This is a series of autobiographical vignettes inspired by Dear Wendy’s series of the same name. The idea is loosely based on Amy Krouse Rosenthal’s Encyclopedia of an Ordinary Life.
All of my stories can be found here.
In one of my earliest memories my dad picks me up off the ground and throws me over his head. He is wearing a matching red Adidas track suit with black stripes down the side. It is the early eighties and this outfit is worn without a lick of irony. There are many Adidas track suits in my memories, actually. Also baggy mesh shorts, and soft heather grey muscle-shirts sporting XXL across the front. There are practice jerseys and logo’d sweatpants from just about every team my dad every played for.
Our garage contains an array of fitness implements — an incline ab-board made of shiny red leather, a pull up bar I enjoy hanging from and a bench press that is fun to lay on. A worn looking speed bag by his work bench has surely seen better days, but so have the hands that inflicted all that damage. There is an inversion table, and another medieval looking contraption in the middle of the room where one must wear gravity boots to hang upside down. All at once they are the tools of the trade and the side effects of his 7 year NFL career. As I child I assume this is how everyone’s garage looks: one part home gym, one part work bench, one part archive of a suburban life packed neatly in matching boxes.

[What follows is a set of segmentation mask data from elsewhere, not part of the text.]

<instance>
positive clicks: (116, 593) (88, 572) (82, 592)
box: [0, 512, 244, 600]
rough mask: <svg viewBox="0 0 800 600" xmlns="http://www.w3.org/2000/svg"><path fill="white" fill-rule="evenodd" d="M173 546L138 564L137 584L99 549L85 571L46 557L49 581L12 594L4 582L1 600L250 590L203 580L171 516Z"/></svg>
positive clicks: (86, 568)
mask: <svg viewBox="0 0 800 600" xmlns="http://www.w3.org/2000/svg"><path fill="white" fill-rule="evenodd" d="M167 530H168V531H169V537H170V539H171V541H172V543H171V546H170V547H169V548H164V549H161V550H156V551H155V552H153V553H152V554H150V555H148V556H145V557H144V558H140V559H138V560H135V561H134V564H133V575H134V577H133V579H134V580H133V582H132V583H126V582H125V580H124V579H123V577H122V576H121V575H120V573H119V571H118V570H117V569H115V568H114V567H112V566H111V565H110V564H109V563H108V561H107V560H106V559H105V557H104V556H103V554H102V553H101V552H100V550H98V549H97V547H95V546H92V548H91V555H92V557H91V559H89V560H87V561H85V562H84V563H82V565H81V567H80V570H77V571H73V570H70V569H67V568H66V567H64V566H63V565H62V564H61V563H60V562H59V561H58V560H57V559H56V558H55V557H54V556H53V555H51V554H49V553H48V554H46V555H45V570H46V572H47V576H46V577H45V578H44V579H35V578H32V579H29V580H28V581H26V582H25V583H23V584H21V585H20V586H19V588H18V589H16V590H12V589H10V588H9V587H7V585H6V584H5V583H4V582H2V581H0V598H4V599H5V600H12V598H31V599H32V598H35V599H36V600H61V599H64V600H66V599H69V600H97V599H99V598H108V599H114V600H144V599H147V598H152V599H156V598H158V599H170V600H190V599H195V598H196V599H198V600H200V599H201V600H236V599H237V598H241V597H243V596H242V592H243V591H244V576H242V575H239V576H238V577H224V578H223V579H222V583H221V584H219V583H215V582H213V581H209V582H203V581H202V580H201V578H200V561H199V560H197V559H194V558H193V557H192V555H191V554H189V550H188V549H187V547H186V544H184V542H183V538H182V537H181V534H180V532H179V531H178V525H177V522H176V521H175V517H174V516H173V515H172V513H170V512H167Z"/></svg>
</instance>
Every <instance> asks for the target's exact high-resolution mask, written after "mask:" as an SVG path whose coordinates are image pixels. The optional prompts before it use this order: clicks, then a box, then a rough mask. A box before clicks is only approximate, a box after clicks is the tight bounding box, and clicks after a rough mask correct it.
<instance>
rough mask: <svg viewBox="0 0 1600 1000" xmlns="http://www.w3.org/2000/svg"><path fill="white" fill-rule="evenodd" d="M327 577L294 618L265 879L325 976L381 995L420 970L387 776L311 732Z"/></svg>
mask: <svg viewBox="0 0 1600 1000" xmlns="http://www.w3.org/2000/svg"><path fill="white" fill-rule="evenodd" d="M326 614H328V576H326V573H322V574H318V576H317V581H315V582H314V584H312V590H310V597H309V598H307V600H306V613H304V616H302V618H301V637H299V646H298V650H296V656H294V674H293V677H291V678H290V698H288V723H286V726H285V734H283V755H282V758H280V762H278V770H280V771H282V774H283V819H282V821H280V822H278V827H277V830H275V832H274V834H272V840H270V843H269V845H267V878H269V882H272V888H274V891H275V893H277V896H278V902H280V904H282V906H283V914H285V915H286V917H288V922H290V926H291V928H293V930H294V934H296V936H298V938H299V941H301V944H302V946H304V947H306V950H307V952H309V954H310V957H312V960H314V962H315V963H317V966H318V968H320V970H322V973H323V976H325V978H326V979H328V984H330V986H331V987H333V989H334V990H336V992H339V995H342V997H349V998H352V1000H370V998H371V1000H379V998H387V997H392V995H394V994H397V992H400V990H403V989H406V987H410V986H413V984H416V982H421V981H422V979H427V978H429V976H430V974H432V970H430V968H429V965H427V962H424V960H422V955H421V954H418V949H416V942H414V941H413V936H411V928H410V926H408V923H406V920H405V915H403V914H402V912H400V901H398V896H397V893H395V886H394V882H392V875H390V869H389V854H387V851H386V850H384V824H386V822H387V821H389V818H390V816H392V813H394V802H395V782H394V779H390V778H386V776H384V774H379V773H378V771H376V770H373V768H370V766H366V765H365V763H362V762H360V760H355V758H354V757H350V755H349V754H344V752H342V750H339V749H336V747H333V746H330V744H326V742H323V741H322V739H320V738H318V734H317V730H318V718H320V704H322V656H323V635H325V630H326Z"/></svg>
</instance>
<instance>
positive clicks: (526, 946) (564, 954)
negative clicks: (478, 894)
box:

I am about 9 when my dancing begins to evolve into a more competitive outlet, rather than a social hobby. Since our rehearsals become more intense, my dad rearranges his equipment in the garage to assure I have a space of my own. My hot pink stereo plugged in at the tool bench, I am free to tap and twirl at all hours of the day. We spend hours together perfecting my craft, and while he is well qualified for the coaching job, I hardly believe this is how he envisioned using his years of hard won competitive experience.
You would never know considering the time he dedicates to my dancing. There is at least a five year window where he spends each Super Bowl Sunday driving my family up to a dance competition in a Sacramento Hotel that will be one block away from the building where I nail an interview and get my first real job 15 years later. Rather than join the other dads who are off at the hotel bar cheering on their teams, he stands in a banquet room cheering on Team Holly hoping all the while that I employ the breathing techniques he learned while playing in the playoffs. He promised they would work when my nerves would try and take over.
Back at home his disciplined athleticism shows up while I rehearse. When I have trouble nailing a certain routine, he teaches me how to close my eyes and visualize. When he tucks me in at night we sit together and meditate as I see myself executing perfectly it in my mind. I will use this technique again and again to comfort myself in my adult life when the anxiety of something impending keeps me up at night. “If you can see it, you can be it.” When I confess that I am nervous about an upcoming performance, he tells me over and over, “What the mind can conceive and you can believe, you can achieve.” And I am certain he is one of the most brilliant men I know to dream up a philosophy that rhymes.
Of course when I lose my focus, he is right there to call me on that too. When I am half-assing it, he asks me if that is how I would do it if I were in front of a table of judges. Would that performance win a 1st Place Rosette? Or do I have something better inside that I’m holding back? Being the smart-mouth that I am I tell him that I don’t need his opinion. “I KNOW dance, dad. You know football. The two are very different, obviously.” I am annoyed with his hard nosed approach in these moments and I tell him I no longer need his help.
“Always be coachable, Holly or you open yourself up to getting beat. If you already know everything, you don’t have anywhere to go. Appreciate feedback in all of its forms. Show me someone who is defensive and I’ll show you someone I can beat. The person who is always willing to learn how they can be better, always has a chance to be the best.”
I’m sure I sighed and walked away rolling my eyes at the time, but 20 years later what I would give to have just one more piece of that advice.